It is December, and the snow and the cold won’t come.
Outside in the morning, I walk the dog away from the parking lot behind our apartment building, half guiding her to the graveyard two blocks away where she likes to shit.
For some reason, walking into the morning air, again disappointingly dry and just not quite warm, elation sneaks up behind my ankles and cocks my stride confident as I tread the familiar concrete. There is nothing beautiful about this neighborhood. It’s the kind of place where corner stores and barber shops shoot up like cold sores, and fester with pairs of men in their vicinity having conversations so loudly and gesticulating so extravagantly one thinks they believe people are interested in what they have to say.
I pass a couple of such men, hoisting up their belts and readjusting their pot bellies over the buckles, windbreakers fluttering in the breeze. An abandoned lot behind the used car emporium is being worked on by a misdirected construction crew. Every day they appear to be doing something industrious and inconvenient to traffic, but there never seems to be anything built when the dust clears, just a few more mutilated dunkin donuts cups caught in the exposed scrap of the foundation.
I glance at my wild hair in the window of the dance studio. A few weeks ago, it froze stiff by the time I got this far, but, today, the water from my shower evaporates slowly leaving it to get snarled by the wind.
The cemetery is an oasis in this paved wasteland. The fallen leaves of autumn are thick and soft on the ground beyond the wrought iron gates. Many of the stones are dated before the nineteen hundreds, and each bears the ashen complexion of aged rock. A few are practically torn out of the earth and a couple like flat beside their foundations, and I wonder if anybody actually attempts to manage the appearance of the place. I doubt it. I never see another person here, and the latest date on a stone is sometime in the nineteen twenties, so I imagine it’s all but forgotten by everybody except me and my dog.

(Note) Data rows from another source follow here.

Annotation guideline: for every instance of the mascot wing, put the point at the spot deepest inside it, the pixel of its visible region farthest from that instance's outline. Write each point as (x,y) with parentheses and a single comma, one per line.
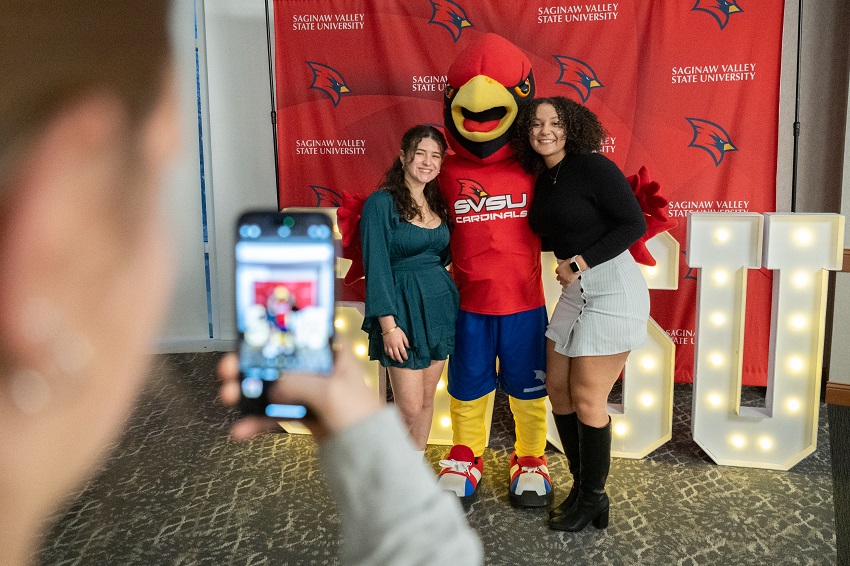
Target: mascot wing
(654,207)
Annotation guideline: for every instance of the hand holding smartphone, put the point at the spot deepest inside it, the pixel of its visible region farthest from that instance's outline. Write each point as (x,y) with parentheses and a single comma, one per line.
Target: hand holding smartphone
(285,283)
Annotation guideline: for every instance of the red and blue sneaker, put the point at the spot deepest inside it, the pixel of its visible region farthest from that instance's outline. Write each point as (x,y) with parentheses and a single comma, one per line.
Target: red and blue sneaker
(461,473)
(530,483)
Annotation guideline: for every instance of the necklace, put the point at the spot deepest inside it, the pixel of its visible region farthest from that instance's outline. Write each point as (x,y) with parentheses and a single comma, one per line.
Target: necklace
(555,177)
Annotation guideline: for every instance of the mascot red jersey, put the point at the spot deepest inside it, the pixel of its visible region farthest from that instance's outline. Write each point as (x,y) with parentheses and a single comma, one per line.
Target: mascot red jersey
(496,265)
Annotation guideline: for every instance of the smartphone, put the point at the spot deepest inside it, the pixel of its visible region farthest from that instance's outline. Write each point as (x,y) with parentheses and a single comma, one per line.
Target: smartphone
(285,287)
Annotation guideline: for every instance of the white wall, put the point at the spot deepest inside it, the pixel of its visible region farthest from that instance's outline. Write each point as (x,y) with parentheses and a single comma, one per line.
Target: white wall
(839,363)
(238,155)
(240,166)
(187,323)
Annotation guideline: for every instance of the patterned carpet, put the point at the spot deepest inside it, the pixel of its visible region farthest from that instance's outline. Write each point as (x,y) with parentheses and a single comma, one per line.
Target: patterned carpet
(176,491)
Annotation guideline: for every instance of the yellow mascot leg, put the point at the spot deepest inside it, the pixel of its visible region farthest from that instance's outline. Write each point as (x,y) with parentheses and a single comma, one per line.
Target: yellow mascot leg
(468,426)
(530,422)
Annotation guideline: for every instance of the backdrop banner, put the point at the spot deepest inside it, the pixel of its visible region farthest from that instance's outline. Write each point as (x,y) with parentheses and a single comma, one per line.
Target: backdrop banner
(688,89)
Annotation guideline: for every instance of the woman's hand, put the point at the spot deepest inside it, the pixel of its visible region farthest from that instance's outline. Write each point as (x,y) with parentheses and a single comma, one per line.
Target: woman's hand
(396,345)
(565,275)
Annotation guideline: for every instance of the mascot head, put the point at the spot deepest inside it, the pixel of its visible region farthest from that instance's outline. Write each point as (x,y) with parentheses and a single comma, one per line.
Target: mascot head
(487,84)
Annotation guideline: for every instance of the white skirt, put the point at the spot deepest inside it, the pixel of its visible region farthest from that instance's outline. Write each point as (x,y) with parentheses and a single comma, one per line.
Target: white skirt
(603,312)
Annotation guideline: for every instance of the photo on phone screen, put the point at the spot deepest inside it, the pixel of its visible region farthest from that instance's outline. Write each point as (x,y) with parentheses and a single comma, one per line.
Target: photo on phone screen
(284,303)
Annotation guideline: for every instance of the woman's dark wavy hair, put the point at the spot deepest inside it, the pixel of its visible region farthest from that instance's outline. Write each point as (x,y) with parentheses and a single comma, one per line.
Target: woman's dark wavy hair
(584,133)
(394,178)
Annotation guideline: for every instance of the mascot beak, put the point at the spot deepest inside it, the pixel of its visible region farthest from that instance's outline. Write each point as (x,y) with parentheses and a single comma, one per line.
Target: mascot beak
(483,109)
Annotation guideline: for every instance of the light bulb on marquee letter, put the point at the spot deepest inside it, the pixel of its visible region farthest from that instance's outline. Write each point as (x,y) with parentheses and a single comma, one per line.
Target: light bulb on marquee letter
(799,248)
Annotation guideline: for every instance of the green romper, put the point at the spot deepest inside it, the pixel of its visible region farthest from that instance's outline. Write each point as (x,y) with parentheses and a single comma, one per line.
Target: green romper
(406,277)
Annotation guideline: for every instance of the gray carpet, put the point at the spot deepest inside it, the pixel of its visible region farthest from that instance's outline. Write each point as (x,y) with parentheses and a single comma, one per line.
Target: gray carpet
(176,491)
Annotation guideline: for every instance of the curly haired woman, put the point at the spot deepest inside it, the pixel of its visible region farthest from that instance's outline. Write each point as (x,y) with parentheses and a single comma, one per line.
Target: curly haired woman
(585,209)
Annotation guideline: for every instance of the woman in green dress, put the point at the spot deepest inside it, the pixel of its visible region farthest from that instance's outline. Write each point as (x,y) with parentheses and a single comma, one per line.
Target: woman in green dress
(411,301)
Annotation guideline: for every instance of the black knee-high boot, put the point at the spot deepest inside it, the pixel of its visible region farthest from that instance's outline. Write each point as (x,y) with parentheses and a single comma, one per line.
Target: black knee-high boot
(592,502)
(567,426)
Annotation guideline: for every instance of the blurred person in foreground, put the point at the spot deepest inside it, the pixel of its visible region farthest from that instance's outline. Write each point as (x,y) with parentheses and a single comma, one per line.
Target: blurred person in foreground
(87,128)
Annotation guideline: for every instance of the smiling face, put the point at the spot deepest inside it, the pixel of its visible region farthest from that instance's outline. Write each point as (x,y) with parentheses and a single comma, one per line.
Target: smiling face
(547,135)
(422,164)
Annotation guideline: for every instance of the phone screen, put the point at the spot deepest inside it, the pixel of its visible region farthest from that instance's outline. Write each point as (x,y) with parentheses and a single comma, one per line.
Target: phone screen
(285,282)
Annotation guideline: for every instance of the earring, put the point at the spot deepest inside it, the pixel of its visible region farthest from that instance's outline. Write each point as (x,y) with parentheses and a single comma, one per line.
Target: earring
(43,324)
(29,391)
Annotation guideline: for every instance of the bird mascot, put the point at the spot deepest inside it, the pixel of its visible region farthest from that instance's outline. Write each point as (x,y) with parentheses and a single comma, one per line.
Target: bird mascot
(496,265)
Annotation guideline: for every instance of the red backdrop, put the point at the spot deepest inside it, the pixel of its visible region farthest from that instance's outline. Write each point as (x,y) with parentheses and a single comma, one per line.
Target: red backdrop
(688,89)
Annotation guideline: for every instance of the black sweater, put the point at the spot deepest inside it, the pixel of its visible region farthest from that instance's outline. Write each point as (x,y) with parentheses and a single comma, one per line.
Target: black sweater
(590,210)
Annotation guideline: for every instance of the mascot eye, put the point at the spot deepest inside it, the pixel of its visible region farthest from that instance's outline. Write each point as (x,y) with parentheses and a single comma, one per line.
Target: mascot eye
(523,89)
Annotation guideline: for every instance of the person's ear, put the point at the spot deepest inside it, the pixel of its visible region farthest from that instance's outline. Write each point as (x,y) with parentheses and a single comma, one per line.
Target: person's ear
(55,229)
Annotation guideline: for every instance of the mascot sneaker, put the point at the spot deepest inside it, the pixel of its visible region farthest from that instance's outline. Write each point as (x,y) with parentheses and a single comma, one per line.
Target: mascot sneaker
(530,483)
(461,473)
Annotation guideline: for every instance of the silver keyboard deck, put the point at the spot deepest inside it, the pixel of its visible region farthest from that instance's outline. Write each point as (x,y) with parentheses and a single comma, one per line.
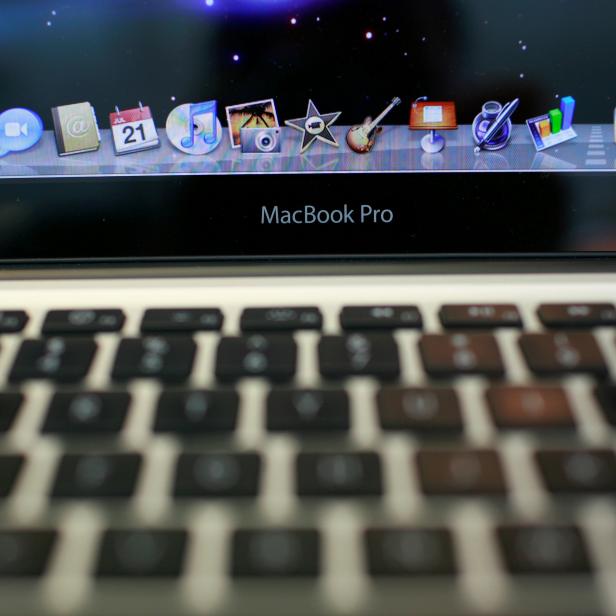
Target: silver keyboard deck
(482,587)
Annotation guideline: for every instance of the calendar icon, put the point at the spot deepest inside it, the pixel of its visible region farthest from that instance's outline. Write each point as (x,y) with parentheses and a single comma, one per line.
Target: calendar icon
(133,130)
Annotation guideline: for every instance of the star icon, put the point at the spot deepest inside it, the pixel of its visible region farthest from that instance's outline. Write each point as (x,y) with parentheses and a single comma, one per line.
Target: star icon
(315,126)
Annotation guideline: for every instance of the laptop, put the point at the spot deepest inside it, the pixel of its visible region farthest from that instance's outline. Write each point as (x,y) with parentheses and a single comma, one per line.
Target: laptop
(307,307)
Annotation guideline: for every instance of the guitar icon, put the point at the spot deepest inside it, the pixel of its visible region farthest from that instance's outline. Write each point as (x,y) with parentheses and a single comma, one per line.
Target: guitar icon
(362,138)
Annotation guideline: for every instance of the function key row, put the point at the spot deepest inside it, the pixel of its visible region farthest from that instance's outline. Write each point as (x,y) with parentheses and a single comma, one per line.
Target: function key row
(441,471)
(298,552)
(418,410)
(274,356)
(288,319)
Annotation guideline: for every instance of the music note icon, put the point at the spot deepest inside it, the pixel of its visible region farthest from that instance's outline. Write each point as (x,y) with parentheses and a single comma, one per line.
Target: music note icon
(195,128)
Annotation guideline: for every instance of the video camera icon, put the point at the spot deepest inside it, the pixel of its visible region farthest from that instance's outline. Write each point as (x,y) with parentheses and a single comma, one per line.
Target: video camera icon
(20,130)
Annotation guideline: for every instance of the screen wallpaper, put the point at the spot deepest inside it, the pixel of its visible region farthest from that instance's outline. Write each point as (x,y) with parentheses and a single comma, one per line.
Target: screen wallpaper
(179,87)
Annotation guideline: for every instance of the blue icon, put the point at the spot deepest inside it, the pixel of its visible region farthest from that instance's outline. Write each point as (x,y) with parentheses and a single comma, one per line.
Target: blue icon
(492,128)
(20,130)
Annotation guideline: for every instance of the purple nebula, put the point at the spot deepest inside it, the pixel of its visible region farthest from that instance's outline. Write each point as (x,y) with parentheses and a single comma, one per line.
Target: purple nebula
(253,6)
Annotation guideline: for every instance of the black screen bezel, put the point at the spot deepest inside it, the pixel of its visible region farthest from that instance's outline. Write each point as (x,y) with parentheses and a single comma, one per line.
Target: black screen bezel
(205,219)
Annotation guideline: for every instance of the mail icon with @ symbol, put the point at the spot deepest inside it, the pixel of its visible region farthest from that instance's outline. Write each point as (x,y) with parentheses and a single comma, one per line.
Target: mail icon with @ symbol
(76,129)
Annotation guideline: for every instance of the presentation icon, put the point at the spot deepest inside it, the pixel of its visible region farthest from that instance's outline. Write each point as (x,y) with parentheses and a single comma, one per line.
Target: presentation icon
(20,130)
(76,129)
(194,128)
(433,116)
(554,127)
(133,130)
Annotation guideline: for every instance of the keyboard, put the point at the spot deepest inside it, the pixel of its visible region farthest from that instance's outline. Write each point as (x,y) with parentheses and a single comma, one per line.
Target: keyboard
(427,457)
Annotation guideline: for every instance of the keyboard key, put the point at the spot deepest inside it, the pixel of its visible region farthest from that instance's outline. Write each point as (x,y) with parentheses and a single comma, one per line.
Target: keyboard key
(10,404)
(82,322)
(276,553)
(169,359)
(272,357)
(196,412)
(460,472)
(563,353)
(380,318)
(12,321)
(96,476)
(25,553)
(94,413)
(64,360)
(543,550)
(339,474)
(188,320)
(453,355)
(480,316)
(578,471)
(426,411)
(306,411)
(141,553)
(566,316)
(606,397)
(217,475)
(409,552)
(10,465)
(280,319)
(359,355)
(530,407)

She gets about three yards inside the gate, and squats beside one of the upended stones. Most of the trees in the cemetery were hacked down at some point to keep the place tidy, but their stumps are all overgrown with lichen and vines now. There’s only one untouched tree, and it’s very tall and scraggly. Somewhere in the uppermost branches there’s a squawk and I peer up to see the silhouette of a massive crow against the muted sunlight and the gray sky. It sounds a little like it’s throwing up when it caws, but the picture: Crow. Tree. Cemetary. It’s all just a little too perfect, so I gaze back down at Cass, who is snuffling under a pile of leaves, her squatting business concluded.
A few days ago she found a half eaten hank of fried chicken someplace near here, and began proudly trotting it back toward the house. I must have been off in my head, dreaming, because I didn’t notice until we were crossing the street back toward the apartment, and it took the rest of the walk to get her to drop it.
It makes me wonder what kind of a life this graveyard leads after dark. I like to wonder if teenagers come here and dare each other to tell stories, kiss under the tree, scream when the crow screeches, and scamper off into the night. It’s not that kind of neighborhood though. If anybody comes, it’s probably teenage boys, or boys in their early twenties, who drink beer and eat fried chicken and then push over the sad tombstones who witness their mortality and fallibility as men. I hate these imaginary vandals, and I take a little comfort in knowing that the graveyard has the last laugh. Someday, it’s their own stone they’ll tackle to the earth.